As we approach the end of this financial year and clients prepare for tax time, we have provided a summary of the ATO’s ongoing focus on areas that they will target for tax deductions. To be prepared, please make sure that you review your situation before 30 June 2024.
These are some areas that ATO has openly advised that they will scrutinise:
Work-from-home expenses
Working from home is a normal part of life for many workers. While you can’t claim the cost of your morning coffee, biscuits or toilet paper (seriously, people have tried), you can claim certain additional expenses you incur. However, work-from-home expenses are an area of ATO scrutiny.
There are two methods of claiming your work-from-home expenses;
- the short-cut method, and
- the actual method.
The short-cut method allows you to claim a fixed 67c rate for every hour you work from home. This covers your energy expenses (electricity and gas), internet expenses, mobile and home phone expenses, and stationery and computer consumables such as ink and paper. To use this method, you must keep a record of the actual days and times you work from home because the ATO has stated that they will not accept estimates.
The alternative is to claim the actual expenses you have incurred on top of your regular running costs for working from home. You will need copies of your expenses and your diary for at least four continuous weeks that represent your typical work pattern.
Rental Properties- Landlords beware
If you own an investment property, a key concept to understand is that you can only claim a deduction for expenses you incurred in the course of earning income. That is, the property needs to be rented or genuinely available for rent to claim the expenses.

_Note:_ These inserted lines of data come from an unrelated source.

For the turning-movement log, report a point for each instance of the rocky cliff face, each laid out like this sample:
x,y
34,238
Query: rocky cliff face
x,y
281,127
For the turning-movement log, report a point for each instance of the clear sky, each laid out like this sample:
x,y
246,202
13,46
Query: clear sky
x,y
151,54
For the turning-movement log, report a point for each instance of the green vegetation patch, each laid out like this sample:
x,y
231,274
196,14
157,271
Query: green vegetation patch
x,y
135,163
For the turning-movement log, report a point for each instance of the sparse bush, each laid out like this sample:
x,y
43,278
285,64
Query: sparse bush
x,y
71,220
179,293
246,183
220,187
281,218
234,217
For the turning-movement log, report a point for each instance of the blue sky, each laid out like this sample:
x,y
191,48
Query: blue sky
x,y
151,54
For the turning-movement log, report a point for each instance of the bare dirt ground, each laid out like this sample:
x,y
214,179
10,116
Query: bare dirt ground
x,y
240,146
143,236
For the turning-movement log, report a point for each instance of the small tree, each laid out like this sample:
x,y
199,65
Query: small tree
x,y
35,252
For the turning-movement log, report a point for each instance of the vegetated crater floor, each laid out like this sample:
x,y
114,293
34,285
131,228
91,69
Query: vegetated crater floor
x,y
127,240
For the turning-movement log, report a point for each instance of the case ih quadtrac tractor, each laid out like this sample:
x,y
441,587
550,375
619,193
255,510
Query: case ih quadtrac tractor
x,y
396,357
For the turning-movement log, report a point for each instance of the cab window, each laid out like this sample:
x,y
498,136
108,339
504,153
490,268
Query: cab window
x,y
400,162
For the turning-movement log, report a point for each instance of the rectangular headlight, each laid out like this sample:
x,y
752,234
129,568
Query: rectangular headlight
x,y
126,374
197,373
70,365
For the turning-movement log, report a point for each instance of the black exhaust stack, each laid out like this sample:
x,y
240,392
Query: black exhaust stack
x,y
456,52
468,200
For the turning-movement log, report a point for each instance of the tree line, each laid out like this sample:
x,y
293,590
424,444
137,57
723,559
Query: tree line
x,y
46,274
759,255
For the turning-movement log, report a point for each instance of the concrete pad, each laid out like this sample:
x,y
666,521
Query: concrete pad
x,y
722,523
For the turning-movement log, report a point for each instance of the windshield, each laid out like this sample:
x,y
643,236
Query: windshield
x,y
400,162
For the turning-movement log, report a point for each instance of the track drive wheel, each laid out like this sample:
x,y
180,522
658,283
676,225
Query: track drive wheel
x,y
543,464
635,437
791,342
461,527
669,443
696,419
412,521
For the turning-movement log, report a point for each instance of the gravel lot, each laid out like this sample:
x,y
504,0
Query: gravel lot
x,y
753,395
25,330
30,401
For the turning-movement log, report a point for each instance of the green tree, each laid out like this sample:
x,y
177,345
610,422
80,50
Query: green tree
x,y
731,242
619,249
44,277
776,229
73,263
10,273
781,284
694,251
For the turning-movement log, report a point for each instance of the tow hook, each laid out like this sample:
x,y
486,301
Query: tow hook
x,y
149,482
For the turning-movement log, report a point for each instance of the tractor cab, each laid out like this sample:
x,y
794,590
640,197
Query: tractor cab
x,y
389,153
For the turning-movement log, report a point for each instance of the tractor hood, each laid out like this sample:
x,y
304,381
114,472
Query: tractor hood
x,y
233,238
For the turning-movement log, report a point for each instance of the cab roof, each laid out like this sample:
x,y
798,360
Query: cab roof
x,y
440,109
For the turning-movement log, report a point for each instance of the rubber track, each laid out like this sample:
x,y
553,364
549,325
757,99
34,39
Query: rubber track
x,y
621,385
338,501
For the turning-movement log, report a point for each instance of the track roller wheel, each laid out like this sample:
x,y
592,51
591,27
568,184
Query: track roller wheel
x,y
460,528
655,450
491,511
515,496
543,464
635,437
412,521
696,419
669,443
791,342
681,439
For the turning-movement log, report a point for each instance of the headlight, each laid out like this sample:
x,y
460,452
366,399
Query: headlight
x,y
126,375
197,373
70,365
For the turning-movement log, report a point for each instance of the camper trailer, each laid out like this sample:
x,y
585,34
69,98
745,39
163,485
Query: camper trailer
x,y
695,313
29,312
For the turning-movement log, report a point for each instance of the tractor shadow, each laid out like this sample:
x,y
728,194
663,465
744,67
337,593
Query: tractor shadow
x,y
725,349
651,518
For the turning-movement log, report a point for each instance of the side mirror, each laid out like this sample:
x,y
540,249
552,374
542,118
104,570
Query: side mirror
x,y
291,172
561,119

It sounds obvious, but taxpayers claiming investment property expenses when family or friends were using the property, it was taken off the market for some reason, or it was listed for an unreasonable rental rate is a significant focus for the ATO, particularly if the property is in a holiday hotspot.
The ATO is actively pursuing a series of issues this tax season. These include:
- Refinancing and redrawing loans – you can generally claim interest on the amount borrowed for the rental property as a deduction. However, where any part of the loan relates to personal expenses or where part of the loan has been refinanced to free up cash for your personal needs (school fees, holidays, etc.), then the loan expenses need to be apportioned, and only that portion that relates to the rental property can be claimed. The ATO matches financial institution data to identify taxpayers claiming more than they should for interest expenses.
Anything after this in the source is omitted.